Lying is a fascinating phenomenon and yet nothing new. There are many accounts of leaders and lovers, neighbors and enemies lying throughout history. The Bible has some notable passages on lying, “Lying lips are an abomination to the LORD” (Proverbs 12:22), and “Do not lie to one another, seeing that you have stripped off the old self with its practices” (Col. 3:9), (some would suggest the 9th Commandment, “You shall not bear false witness against your neighbor” but other scholars suggest it is referring to perjury). And then you have one of my favorite theologians, St. Augustine, who wrote a great deal on lying. He stated, “The question of lying is important since it often disturbs us in our daily actions lest we rashly blame ourselves for what, in reality, is not a lie, or, on the other hand, lest we think that at times we must deviate from the truth by telling a lie through a sense of honor, of duty, or even of mercy.”

Through the millennium we have found ways to categorize or, as the youth suggested, rationalize our lies: white lies, half truths, hyperbole and BS to name just a few cultural favorites. These are admissions to that which is “less than true”. As St. Augustine suggested sometimes our rationalization for lying is our desire to serve a higher purpose or good. Other times our reasoning is about protecting the other, as Jack Nicholson proclaimed in A Few Good Men, “You can’t handle the truth!” And there is always the proverbial getting caught with our hand in the cookie jar when our lying is focused on getting out of the trouble we find ourselves in.

Lying really is a fascinating phenomenon. Most all of us are taught by our parents or guardians that lying is wrong. This belief is reinforced in our faith traditions, educational institutions, and among our circles of friends. Yet it appears both the level of lying and acceptance in our world are at an all time high. So much so that last January a very diverse group of Christian leaders felt completed to publish the following statement:

“WE REJECT the practice and pattern of lying that is invading our political and civil life. Politicians, like the rest of us, are human, fallible, sinful, and mortal. But when public lying becomes so persistent that it deliberately tries to change facts for ideological, political, or personal gain, the public accountability to truth is undermined. The regular purveying of falsehoods and consistent lying by the nation’s highest leaders can change the moral expectations within a culture, the accountability for a civil society, and even the behavior of families and children. The normalization of lying presents a profound moral danger to the fabric of society. In the face of lies that bring darkness, Jesus is our truth and our light.” (Reclaiming Jesus in a Time of Crisis)
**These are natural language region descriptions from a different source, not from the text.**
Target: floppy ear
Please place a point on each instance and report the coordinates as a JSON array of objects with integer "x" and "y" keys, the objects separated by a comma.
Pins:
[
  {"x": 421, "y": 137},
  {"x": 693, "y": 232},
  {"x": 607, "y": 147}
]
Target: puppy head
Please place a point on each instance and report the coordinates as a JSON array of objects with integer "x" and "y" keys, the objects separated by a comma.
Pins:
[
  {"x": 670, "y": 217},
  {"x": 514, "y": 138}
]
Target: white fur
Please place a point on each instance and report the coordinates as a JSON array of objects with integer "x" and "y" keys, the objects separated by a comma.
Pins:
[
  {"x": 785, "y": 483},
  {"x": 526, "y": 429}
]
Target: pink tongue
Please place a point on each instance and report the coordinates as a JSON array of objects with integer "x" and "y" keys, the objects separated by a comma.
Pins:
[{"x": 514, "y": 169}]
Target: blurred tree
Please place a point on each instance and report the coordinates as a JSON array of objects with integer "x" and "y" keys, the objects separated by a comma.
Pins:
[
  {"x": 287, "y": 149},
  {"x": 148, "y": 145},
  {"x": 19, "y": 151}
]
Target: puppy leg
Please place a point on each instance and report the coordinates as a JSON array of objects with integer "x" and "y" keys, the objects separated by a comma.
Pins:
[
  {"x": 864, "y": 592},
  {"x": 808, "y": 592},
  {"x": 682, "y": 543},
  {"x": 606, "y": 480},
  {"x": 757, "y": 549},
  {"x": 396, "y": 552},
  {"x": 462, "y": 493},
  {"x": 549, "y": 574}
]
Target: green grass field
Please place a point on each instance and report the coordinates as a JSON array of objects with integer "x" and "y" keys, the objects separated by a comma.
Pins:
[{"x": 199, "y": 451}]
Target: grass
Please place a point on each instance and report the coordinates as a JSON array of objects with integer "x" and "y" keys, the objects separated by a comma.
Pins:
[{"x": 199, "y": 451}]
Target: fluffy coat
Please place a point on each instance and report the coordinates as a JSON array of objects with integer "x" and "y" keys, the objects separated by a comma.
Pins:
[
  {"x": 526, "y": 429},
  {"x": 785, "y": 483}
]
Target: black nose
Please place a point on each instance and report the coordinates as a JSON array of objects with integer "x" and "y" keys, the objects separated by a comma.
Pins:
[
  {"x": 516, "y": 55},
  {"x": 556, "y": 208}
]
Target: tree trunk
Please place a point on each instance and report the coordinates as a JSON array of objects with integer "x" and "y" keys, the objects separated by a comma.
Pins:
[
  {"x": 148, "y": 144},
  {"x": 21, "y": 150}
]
My sense is the time has come for all of us to take a serious gut check on what part lying plays in our lives. Are we rationalizing, minimizing, even normalizing lying, both our own and that of others? As such, are we moving to a life ever-decreasing in honesty? With honesty lacking there is no chance for real trust. And without trust we lose the fundamental dynamic of truly being in relationship with one another.